For Clayton Days, Mr. Muniz’s work is displayed to tell his own version of the history of life at Clayton. Indeed, the pictures remind us that, with our twentieth-century point of view, we can never truly understand Clayton as it actually was. For all the apparent authenticity of these images, the viewer remains aware of the pictures’ artifice, and thus of the fact that photography can only express the personal vision of the photographer, and not “objective” reality. Mr. Muniz’s vision is complex and multi-layered, drawing viewers into the world he has created, and intriguing them with its mysteries.

In addition to Clayton Days, the Frick will present Mr. Muniz’s Flora Industrialis series, as well as Dying Rose and his Brooklyn, NY photographs. Flora Industrialis, consisting of twenty works, takes on the form of a botanical field guide. In reality, the pictures are not of actual flora, but of artificial flowers shot on black backgrounds.

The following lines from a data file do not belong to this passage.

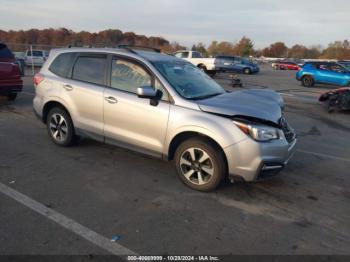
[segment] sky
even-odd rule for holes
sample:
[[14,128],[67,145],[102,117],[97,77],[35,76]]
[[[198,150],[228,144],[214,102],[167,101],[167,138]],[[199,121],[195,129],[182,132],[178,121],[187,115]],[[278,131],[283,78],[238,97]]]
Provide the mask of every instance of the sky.
[[0,0],[0,29],[66,27],[162,36],[185,46],[242,36],[262,48],[350,39],[349,0]]

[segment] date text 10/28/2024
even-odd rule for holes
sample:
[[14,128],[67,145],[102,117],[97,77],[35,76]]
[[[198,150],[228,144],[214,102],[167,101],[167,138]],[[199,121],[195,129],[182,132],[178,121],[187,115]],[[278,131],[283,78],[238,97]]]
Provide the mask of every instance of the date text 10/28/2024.
[[219,261],[216,256],[128,256],[128,261]]

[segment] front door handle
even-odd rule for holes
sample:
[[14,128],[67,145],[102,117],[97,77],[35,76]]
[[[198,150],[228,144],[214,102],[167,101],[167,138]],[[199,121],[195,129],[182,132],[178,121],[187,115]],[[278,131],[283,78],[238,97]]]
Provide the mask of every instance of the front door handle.
[[110,104],[118,103],[118,100],[113,96],[107,96],[107,97],[105,97],[105,100]]
[[71,85],[63,85],[63,88],[66,89],[67,91],[72,91],[73,90],[73,87]]

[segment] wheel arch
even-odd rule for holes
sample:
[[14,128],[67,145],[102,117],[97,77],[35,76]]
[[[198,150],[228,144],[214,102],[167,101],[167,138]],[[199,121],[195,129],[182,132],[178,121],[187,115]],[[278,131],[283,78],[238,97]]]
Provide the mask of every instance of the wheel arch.
[[199,64],[197,65],[197,67],[207,69],[206,65],[203,64],[203,63],[199,63]]
[[191,138],[200,138],[202,140],[205,140],[209,142],[210,144],[214,145],[217,150],[220,150],[220,153],[222,153],[224,160],[225,160],[225,166],[228,168],[228,161],[226,158],[226,154],[224,152],[224,149],[220,146],[220,144],[210,136],[196,132],[196,131],[183,131],[179,134],[177,134],[173,139],[171,140],[168,148],[168,155],[166,156],[167,160],[173,160],[175,156],[176,149],[180,146],[180,144],[188,139]]
[[67,107],[63,103],[61,103],[60,101],[56,101],[56,100],[50,100],[50,101],[46,102],[44,107],[43,107],[42,121],[44,123],[46,123],[48,113],[54,107],[60,107],[60,108],[64,109],[68,113],[68,115],[72,118],[71,114],[69,113],[69,110],[67,109]]

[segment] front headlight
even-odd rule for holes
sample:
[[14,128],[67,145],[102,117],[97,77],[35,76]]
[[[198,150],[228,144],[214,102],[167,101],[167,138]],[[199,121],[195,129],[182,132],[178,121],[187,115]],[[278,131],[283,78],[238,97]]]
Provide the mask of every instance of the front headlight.
[[233,121],[239,129],[241,129],[245,134],[249,135],[256,141],[266,142],[274,139],[280,138],[280,131],[277,128],[270,126],[258,126],[250,125],[237,121]]

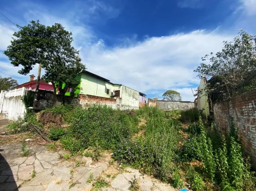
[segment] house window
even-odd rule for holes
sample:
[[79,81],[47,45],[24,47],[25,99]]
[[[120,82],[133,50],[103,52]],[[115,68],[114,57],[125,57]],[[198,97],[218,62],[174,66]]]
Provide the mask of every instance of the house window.
[[120,97],[120,90],[115,90],[115,91],[114,97]]

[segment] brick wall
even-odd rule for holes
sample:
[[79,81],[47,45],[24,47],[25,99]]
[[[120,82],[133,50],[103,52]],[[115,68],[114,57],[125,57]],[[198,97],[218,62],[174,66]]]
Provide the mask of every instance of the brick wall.
[[[222,133],[230,132],[231,119],[246,155],[251,156],[256,169],[256,90],[214,105],[215,124]],[[230,116],[230,117],[229,117]]]
[[[120,98],[118,98],[120,99]],[[80,104],[83,107],[88,106],[90,104],[99,104],[106,105],[113,109],[120,109],[120,101],[115,99],[104,98],[91,95],[80,94]]]
[[195,107],[193,102],[157,100],[156,105],[164,111],[187,110]]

Brooklyn, NY is a series of photographs based on re-creations of famous large-scale man-made structures, like Stonehenge and Robert Smithson’s Spiral Jetty. Created in 1970, Mr. Smithson’s Spiral Jetty is a spiral of dirt, rocks, and debris that extends 1,500 feet into the Great Salt Lake. Mr. Muniz’s facsimile of Spiral Jetty was created on a table top in his Brooklyn studio and deals with the notion of photographic scale.